Exercise 11: Forgetting Slice Copy Cost

Go

// CLAIMED: O(n) -- "one loop, append is O(1) amortized"
func exercise11(arr []int) [][]int {
    result := make([][]int, 0)
    for i := 0; i < len(arr); i++ {
        snapshot := make([]int, len(arr))
        copy(snapshot, arr)          // copies entire array!
        result = append(result, snapshot)
    }
    return result
}

Java

// CLAIMED: O(n)
public static List<int[]> exercise11(int[] arr) {
    List<int[]> result = new ArrayList<>();
    for (int i = 0; i < arr.length; i++) {
        result.add(arr.clone());  // clone copies entire array!
    }
    return result;
}

Python

# CLAIMED: O(n)
def exercise11(arr):
    result = []
    for i in range(len(arr)):
        result.append(arr[:])  # slice copy, O(n)!
    return result

Bug: Inside the loop, a full copy of the array is made each iteration. Copy costs O(n), and the loop runs n times. Correct complexity: O(n^2). Also, space complexity is O(n^2) for storing n copies of an n-element array.

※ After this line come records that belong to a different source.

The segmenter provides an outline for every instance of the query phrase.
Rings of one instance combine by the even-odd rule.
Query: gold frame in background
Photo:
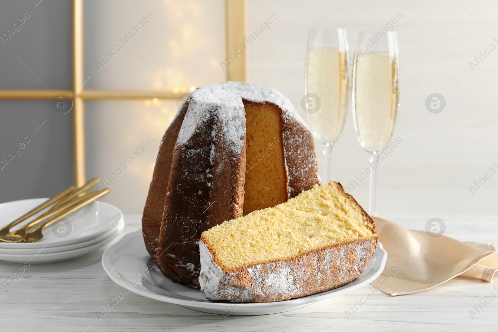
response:
[[[73,0],[73,80],[71,90],[0,90],[0,100],[52,99],[63,93],[73,100],[73,146],[75,185],[86,182],[85,174],[85,100],[117,99],[176,99],[182,93],[153,90],[86,90],[83,88],[83,0]],[[225,40],[227,55],[245,43],[247,31],[247,0],[225,0],[227,20]],[[245,82],[246,77],[245,53],[226,68],[229,81]]]

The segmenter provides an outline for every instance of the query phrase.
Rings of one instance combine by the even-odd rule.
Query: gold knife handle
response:
[[[74,205],[74,206],[71,207],[71,208],[66,210],[65,211],[63,211],[62,213],[61,213],[59,215],[58,215],[56,217],[51,219],[50,220],[45,221],[42,223],[41,224],[38,225],[36,228],[35,228],[31,231],[28,233],[27,238],[29,238],[32,236],[33,237],[35,238],[35,239],[37,238],[38,239],[37,239],[36,240],[39,240],[39,238],[41,238],[41,231],[43,229],[43,228],[47,226],[51,225],[55,221],[57,221],[62,219],[66,216],[70,215],[73,212],[85,206],[87,204],[89,204],[93,202],[94,201],[95,201],[96,200],[100,198],[102,196],[107,195],[110,191],[111,191],[111,189],[110,189],[109,188],[106,188],[105,189],[104,189],[101,191],[93,191],[92,192],[91,192],[91,193],[92,193],[91,194],[90,193],[89,193],[88,196],[89,196],[90,197],[89,197],[88,196],[86,196],[87,199],[82,202],[80,202],[78,204],[76,204],[76,205]],[[38,236],[39,236],[39,238]]]

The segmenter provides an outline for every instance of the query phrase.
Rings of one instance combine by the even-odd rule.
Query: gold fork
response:
[[[28,242],[38,242],[41,238],[43,237],[43,234],[42,233],[41,231],[43,229],[48,226],[50,226],[53,224],[55,221],[57,221],[62,218],[64,218],[68,215],[70,215],[75,211],[79,210],[81,208],[83,208],[87,204],[89,204],[94,201],[97,200],[102,196],[107,195],[109,192],[111,191],[111,189],[109,188],[106,188],[101,191],[99,191],[98,190],[94,190],[90,193],[88,193],[85,197],[87,199],[84,201],[82,201],[78,204],[75,205],[69,209],[66,210],[64,211],[62,213],[58,215],[56,217],[54,217],[50,220],[44,222],[42,222],[41,224],[39,225],[36,228],[32,230],[31,231],[28,233],[27,236],[25,238]],[[89,196],[90,196],[89,197]]]
[[[38,207],[35,208],[0,229],[0,238],[6,235],[11,228],[36,215],[45,208],[47,208],[55,203],[55,205],[52,207],[47,212],[57,209],[64,204],[69,202],[75,197],[90,189],[97,184],[99,181],[100,179],[99,178],[94,178],[79,188],[77,189],[74,186],[71,186],[67,189],[64,189],[53,197],[39,205]]]
[[[26,229],[28,228],[33,227],[36,225],[39,222],[43,221],[48,219],[51,217],[60,213],[61,212],[66,210],[68,208],[75,205],[75,204],[78,204],[82,202],[85,202],[88,199],[90,196],[91,196],[93,194],[95,194],[96,192],[98,192],[97,190],[95,190],[89,193],[87,193],[83,196],[81,197],[75,198],[72,201],[70,201],[65,204],[61,206],[58,209],[52,210],[50,212],[47,212],[47,213],[41,216],[36,219],[35,219],[32,221],[26,223],[24,226],[22,226],[18,229],[16,229],[15,230],[5,235],[0,237],[0,241],[2,242],[22,242],[26,236],[27,236],[27,232]]]
[[[64,196],[65,196],[68,194],[71,194],[71,192],[74,191],[76,190],[76,187],[75,187],[74,186],[71,186],[67,189],[64,189],[61,192],[59,193],[56,195],[55,195],[52,198],[50,199],[46,202],[42,203],[41,204],[39,205],[37,208],[33,209],[31,211],[28,212],[27,213],[19,217],[18,218],[13,221],[12,222],[10,222],[8,225],[5,226],[3,228],[0,229],[0,237],[4,236],[5,235],[7,235],[7,234],[8,233],[9,230],[11,227],[17,224],[19,222],[21,222],[24,221],[29,217],[34,216],[34,215],[36,215],[37,213],[42,211],[45,208],[49,207],[50,206],[53,204],[54,203],[59,201],[62,197],[64,197]]]

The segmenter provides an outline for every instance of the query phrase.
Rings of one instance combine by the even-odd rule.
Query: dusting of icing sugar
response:
[[[203,295],[209,300],[238,302],[282,301],[341,286],[363,272],[375,249],[374,240],[351,243],[229,273],[215,262],[202,241],[199,247]],[[353,252],[356,255],[352,257]]]

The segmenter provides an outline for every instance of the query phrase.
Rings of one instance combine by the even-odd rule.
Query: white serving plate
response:
[[[88,241],[84,241],[83,242],[78,242],[77,243],[74,243],[73,244],[67,244],[66,245],[58,245],[57,246],[48,246],[47,245],[45,247],[42,247],[42,248],[22,248],[17,247],[15,248],[7,248],[7,249],[0,248],[0,255],[2,254],[14,254],[16,255],[22,255],[22,254],[29,255],[29,254],[36,254],[38,253],[46,254],[51,252],[60,252],[60,251],[71,250],[74,249],[79,249],[82,247],[88,247],[93,244],[95,244],[95,243],[98,243],[99,242],[102,242],[110,236],[114,236],[115,235],[117,235],[117,233],[120,233],[124,229],[124,220],[122,220],[120,222],[116,225],[116,227],[113,228],[109,231],[106,232],[101,236],[99,236],[98,237],[96,237],[95,238],[93,238],[88,240]],[[45,230],[43,231],[44,233],[45,232],[45,231],[46,231]]]
[[[276,314],[294,310],[315,302],[349,293],[369,284],[382,272],[387,253],[378,243],[365,271],[347,285],[330,291],[288,301],[268,303],[215,302],[207,300],[200,290],[173,282],[164,277],[145,249],[141,230],[126,234],[108,248],[102,265],[120,286],[146,297],[211,314],[249,316]]]
[[[22,200],[0,204],[0,228],[47,199]],[[81,243],[117,229],[124,220],[123,213],[118,208],[99,201],[89,204],[79,212],[68,216],[66,219],[72,226],[72,231],[66,237],[61,238],[56,236],[51,230],[51,226],[49,226],[44,229],[43,237],[38,242],[20,243],[0,242],[0,248],[33,249]],[[19,226],[15,226],[12,229]]]
[[[81,246],[79,249],[49,253],[43,253],[44,249],[41,249],[38,254],[29,255],[0,254],[0,260],[19,264],[22,264],[26,262],[29,264],[41,264],[73,259],[85,256],[87,254],[100,249],[119,236],[120,233],[121,232],[116,232],[112,236],[106,237],[100,242],[86,247]]]

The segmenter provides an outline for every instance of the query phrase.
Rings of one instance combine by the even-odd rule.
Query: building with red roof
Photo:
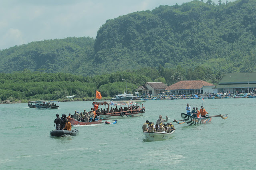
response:
[[[168,87],[165,91],[174,94],[217,93],[215,85],[202,80],[179,81]]]

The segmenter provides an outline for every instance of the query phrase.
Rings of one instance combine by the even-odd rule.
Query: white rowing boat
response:
[[[159,140],[163,139],[168,139],[173,136],[173,133],[175,132],[173,130],[171,133],[163,132],[143,132],[146,138],[150,141]]]

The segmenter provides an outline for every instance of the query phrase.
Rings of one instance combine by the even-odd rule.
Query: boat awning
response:
[[[95,104],[100,105],[112,105],[114,106],[119,105],[139,105],[145,102],[145,101],[110,101],[110,102],[97,101],[93,103],[93,105]]]

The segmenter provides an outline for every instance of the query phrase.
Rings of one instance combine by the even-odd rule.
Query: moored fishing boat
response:
[[[59,103],[58,101],[35,101],[36,108],[39,109],[56,109],[58,108],[58,104]]]
[[[62,137],[68,135],[77,136],[79,133],[79,131],[77,129],[74,129],[72,130],[55,130],[50,132],[50,134],[52,136]]]
[[[110,102],[96,101],[93,103],[93,105],[94,106],[96,105],[99,107],[99,109],[101,105],[104,105],[105,107],[105,113],[99,112],[99,110],[98,112],[96,112],[97,115],[99,116],[101,118],[117,119],[143,116],[143,114],[145,112],[145,108],[143,107],[144,102],[145,101],[128,101],[115,102],[112,101],[111,101]],[[142,104],[142,107],[138,106],[138,104]],[[123,105],[127,105],[127,107],[124,107]],[[109,108],[111,106],[116,107],[116,108],[114,108],[113,109],[114,111],[112,113]],[[120,106],[119,109],[117,108],[117,106]],[[123,106],[122,107],[122,106]]]
[[[155,141],[163,139],[168,139],[173,136],[173,133],[175,132],[173,130],[171,133],[165,133],[164,132],[146,132],[143,134],[145,135],[146,138],[149,140]]]
[[[134,100],[137,98],[137,96],[135,96],[132,94],[126,94],[125,92],[124,94],[114,95],[113,98],[111,100],[113,101],[126,101],[130,100]]]
[[[67,118],[69,120],[69,121],[70,122],[70,123],[73,125],[90,125],[99,124],[101,123],[105,123],[106,124],[114,124],[117,123],[117,120],[115,120],[115,122],[113,123],[110,123],[107,121],[105,121],[105,122],[102,122],[102,120],[103,120],[103,119],[96,119],[96,121],[90,121],[89,122],[80,122],[80,121],[78,121],[73,119],[70,118],[68,117],[67,117]]]

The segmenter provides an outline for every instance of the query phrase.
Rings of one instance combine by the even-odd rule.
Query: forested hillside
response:
[[[159,72],[169,84],[175,76],[199,78],[193,73],[202,67],[206,77],[256,71],[256,1],[205,1],[109,20],[95,40],[48,40],[2,50],[0,72],[28,69],[86,76],[161,66],[172,74]]]

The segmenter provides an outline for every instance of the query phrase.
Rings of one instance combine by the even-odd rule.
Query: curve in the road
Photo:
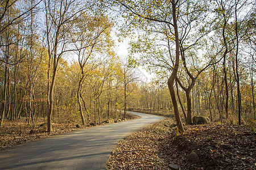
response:
[[[162,117],[131,112],[139,119],[74,131],[0,151],[0,169],[105,169],[116,144]]]

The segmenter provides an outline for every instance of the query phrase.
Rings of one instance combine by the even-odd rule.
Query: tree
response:
[[[127,97],[129,94],[127,93],[127,86],[132,82],[134,82],[138,80],[139,77],[136,75],[136,70],[134,68],[129,67],[127,63],[123,64],[123,67],[120,69],[119,79],[123,84],[124,92],[124,118],[126,118],[127,112]]]
[[[73,50],[68,49],[72,40],[68,40],[67,35],[70,34],[70,27],[72,22],[81,15],[89,2],[81,4],[76,0],[58,1],[44,0],[46,22],[46,40],[48,49],[49,68],[50,61],[52,63],[52,75],[48,86],[48,111],[47,116],[48,131],[51,132],[52,114],[53,108],[53,89],[59,62],[64,53]],[[48,74],[49,75],[49,74]],[[48,76],[49,77],[49,76]]]
[[[100,15],[91,17],[83,14],[80,18],[76,20],[76,28],[79,30],[75,36],[77,36],[74,45],[77,49],[75,53],[77,55],[81,70],[77,88],[77,98],[82,125],[85,125],[81,101],[81,91],[82,84],[88,75],[85,67],[89,60],[93,61],[93,56],[96,52],[102,53],[111,49],[113,42],[110,33],[113,24],[106,16]],[[75,39],[75,37],[73,37]],[[93,69],[94,66],[92,69]],[[91,69],[89,69],[91,70]],[[92,71],[92,70],[90,70]],[[85,108],[85,110],[87,109]]]

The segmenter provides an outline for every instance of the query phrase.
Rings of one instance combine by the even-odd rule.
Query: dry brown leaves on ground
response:
[[[138,118],[138,116],[127,113],[127,120]],[[110,121],[110,123],[115,121],[114,120]],[[13,146],[23,144],[28,142],[38,140],[50,135],[60,134],[73,130],[86,129],[91,126],[80,126],[76,128],[76,124],[52,124],[53,132],[47,132],[47,125],[40,126],[45,122],[43,118],[36,118],[35,120],[35,128],[32,133],[30,133],[32,129],[32,125],[28,124],[25,118],[17,119],[14,121],[5,121],[3,125],[0,126],[0,150],[3,150]],[[100,125],[106,124],[102,123]]]
[[[209,124],[187,126],[177,135],[165,120],[122,141],[110,157],[109,169],[255,169],[255,133],[245,126]],[[188,161],[192,151],[199,160]]]

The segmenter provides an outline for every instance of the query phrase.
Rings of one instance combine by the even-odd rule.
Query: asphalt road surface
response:
[[[162,118],[131,113],[141,118],[76,130],[0,151],[0,169],[105,169],[119,141]]]

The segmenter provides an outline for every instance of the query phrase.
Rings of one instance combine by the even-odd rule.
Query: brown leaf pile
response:
[[[108,169],[166,169],[158,155],[159,146],[170,134],[171,120],[155,124],[121,141],[109,158]]]
[[[127,120],[138,118],[139,117],[130,113],[126,113]],[[114,120],[110,120],[110,123],[113,123]],[[47,125],[43,126],[40,125],[46,122],[43,118],[35,119],[35,128],[33,129],[31,124],[28,124],[25,118],[17,119],[14,121],[5,121],[0,126],[0,150],[3,150],[13,146],[23,144],[28,142],[38,140],[39,139],[60,134],[73,130],[86,129],[92,126],[89,125],[80,126],[77,128],[76,124],[61,124],[55,122],[52,124],[53,132],[47,132]],[[102,123],[100,125],[106,124]],[[98,125],[99,126],[99,125]],[[30,131],[33,129],[34,133]]]
[[[245,126],[209,124],[187,126],[183,134],[165,120],[122,141],[106,164],[109,169],[255,169],[255,133]],[[195,152],[196,163],[188,160]]]
[[[181,169],[255,169],[256,135],[245,126],[229,124],[192,125],[184,134],[172,133],[160,146],[166,162]],[[197,163],[187,161],[192,151]]]

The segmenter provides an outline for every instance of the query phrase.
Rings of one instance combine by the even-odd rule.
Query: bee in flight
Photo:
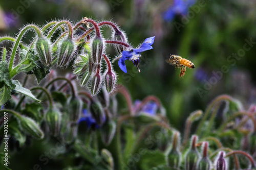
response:
[[[181,68],[180,74],[180,79],[181,76],[182,76],[183,78],[184,75],[185,75],[186,67],[189,68],[195,68],[195,65],[189,60],[182,58],[182,57],[179,56],[170,54],[168,55],[170,55],[170,58],[166,59],[165,61],[170,65],[175,65],[175,69],[177,66],[178,68]]]

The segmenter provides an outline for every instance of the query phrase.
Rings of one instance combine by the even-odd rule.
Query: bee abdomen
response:
[[[188,60],[183,58],[180,61],[180,64],[189,68],[195,68],[195,65]]]

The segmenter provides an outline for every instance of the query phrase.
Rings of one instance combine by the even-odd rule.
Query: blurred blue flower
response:
[[[99,128],[99,126],[96,123],[95,119],[93,117],[92,115],[88,112],[87,109],[82,110],[83,116],[79,118],[77,123],[79,124],[82,121],[86,121],[86,125],[88,129],[90,129],[92,126],[95,127],[96,129]]]
[[[164,19],[171,21],[177,14],[186,15],[189,7],[196,2],[196,0],[174,0],[173,5],[164,12]]]
[[[126,67],[124,61],[129,59],[132,61],[137,68],[140,72],[139,64],[139,58],[141,57],[140,53],[147,50],[151,50],[153,47],[151,46],[154,43],[155,37],[146,38],[143,43],[139,48],[132,49],[130,51],[124,51],[122,52],[122,57],[118,61],[118,65],[120,68],[124,72],[127,73]]]

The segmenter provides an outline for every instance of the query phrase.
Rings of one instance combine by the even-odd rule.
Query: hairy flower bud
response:
[[[68,38],[63,40],[59,47],[58,65],[62,67],[66,67],[74,51],[75,43],[71,39]]]
[[[125,35],[123,33],[118,30],[116,30],[115,32],[114,40],[126,43]],[[122,54],[122,52],[125,50],[125,46],[122,45],[116,45],[116,47],[120,54]]]
[[[102,55],[103,42],[101,37],[96,36],[92,41],[92,56],[93,62],[99,64]]]
[[[82,86],[85,85],[89,80],[90,77],[89,71],[86,71],[81,79],[81,85]]]
[[[33,119],[24,116],[19,117],[19,119],[20,127],[28,134],[38,139],[42,139],[44,138],[45,135],[44,132]]]
[[[46,114],[46,119],[50,131],[54,136],[59,134],[61,122],[61,114],[59,111],[50,109]]]
[[[112,91],[115,86],[116,76],[112,72],[108,71],[105,75],[104,80],[106,91],[108,92],[111,92]]]
[[[92,87],[91,87],[91,92],[92,94],[95,94],[99,90],[100,85],[100,76],[96,74],[93,76],[92,81]]]
[[[77,122],[82,112],[81,100],[77,97],[71,97],[68,102],[68,106],[70,121]]]
[[[216,170],[226,170],[227,169],[227,161],[224,158],[225,156],[224,152],[221,152],[217,156],[215,163]]]
[[[90,111],[99,126],[100,126],[104,123],[105,114],[99,102],[92,102],[90,105]]]
[[[116,125],[112,120],[105,121],[100,131],[102,142],[106,145],[110,144],[116,132]]]
[[[179,168],[181,161],[181,154],[179,150],[180,136],[179,132],[176,132],[173,137],[173,147],[167,155],[167,161],[171,167]]]
[[[190,148],[186,154],[185,156],[186,170],[197,169],[197,162],[200,158],[200,154],[196,145],[197,140],[197,135],[192,136]]]
[[[52,62],[51,45],[45,38],[39,38],[35,43],[35,49],[44,65],[48,66]]]

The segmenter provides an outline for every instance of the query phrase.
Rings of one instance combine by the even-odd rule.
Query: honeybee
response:
[[[185,75],[186,67],[189,68],[195,68],[195,65],[189,60],[182,58],[182,57],[179,56],[170,54],[168,55],[170,55],[170,58],[166,59],[165,61],[170,65],[175,65],[175,69],[176,69],[177,66],[178,68],[181,68],[180,74],[180,79],[181,76],[182,76],[183,78],[184,75]]]

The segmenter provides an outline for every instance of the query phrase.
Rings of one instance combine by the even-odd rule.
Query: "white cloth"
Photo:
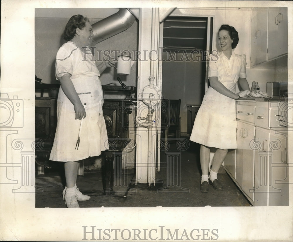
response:
[[[86,53],[90,54],[87,48]],[[75,149],[81,120],[75,120],[73,104],[60,87],[57,100],[57,125],[50,159],[74,161],[89,156],[98,156],[109,149],[107,129],[103,114],[103,96],[99,77],[100,73],[92,55],[85,54],[72,42],[64,44],[57,53],[56,76],[66,74],[70,79],[85,106],[84,119],[78,149]]]
[[[239,77],[246,78],[246,57],[233,52],[230,59],[221,52],[210,57],[208,77],[217,76],[227,88],[236,93]],[[197,114],[190,140],[210,147],[236,149],[235,100],[210,86]]]

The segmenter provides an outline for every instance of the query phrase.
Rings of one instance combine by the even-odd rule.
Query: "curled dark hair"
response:
[[[86,17],[80,14],[73,16],[65,26],[63,38],[66,40],[71,40],[76,33],[76,28],[84,28],[86,22],[89,22],[89,20]]]
[[[236,31],[234,27],[230,26],[228,24],[222,24],[219,29],[219,32],[221,30],[226,30],[228,31],[230,38],[233,40],[233,42],[231,44],[232,49],[235,49],[239,42],[238,32]]]

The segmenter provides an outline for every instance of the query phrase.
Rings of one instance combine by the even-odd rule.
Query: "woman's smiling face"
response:
[[[224,51],[232,49],[233,40],[231,39],[229,32],[226,30],[222,30],[219,32],[218,35],[218,42],[222,50]]]
[[[91,43],[91,39],[93,36],[91,25],[88,22],[86,22],[85,26],[84,28],[81,28],[80,30],[79,38],[81,43],[84,46],[89,45]]]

Exercise 12: Recursive Complexity Miscounted

Go

// CLAIMED: O(n) -- "it just counts down from n"
func exercise12(n int) int {
    if n <= 1 {
        return 1
    }
    result := 0
    for i := 0; i < n; i++ {
        result += i
    }
    return result + exercise12(n-1)
}

Java

// CLAIMED: O(n)
public static int exercise12(int n) {
    if (n <= 1) return 1;
    int result = 0;
    for (int i = 0; i < n; i++) result += i;
    return result + exercise12(n - 1);
}

Python

# CLAIMED: O(n)
def exercise12(n):
    if n <= 1:
        return 1
    result = sum(range(n))  # O(n) work
    return result + exercise12(n - 1)

Bug: Each call does O(n) work (the for loop), but then recurses with n-1. Total work: n + (n-1) + (n-2) + ... + 1 = n(n+1)/2. Correct complexity: O(n^2).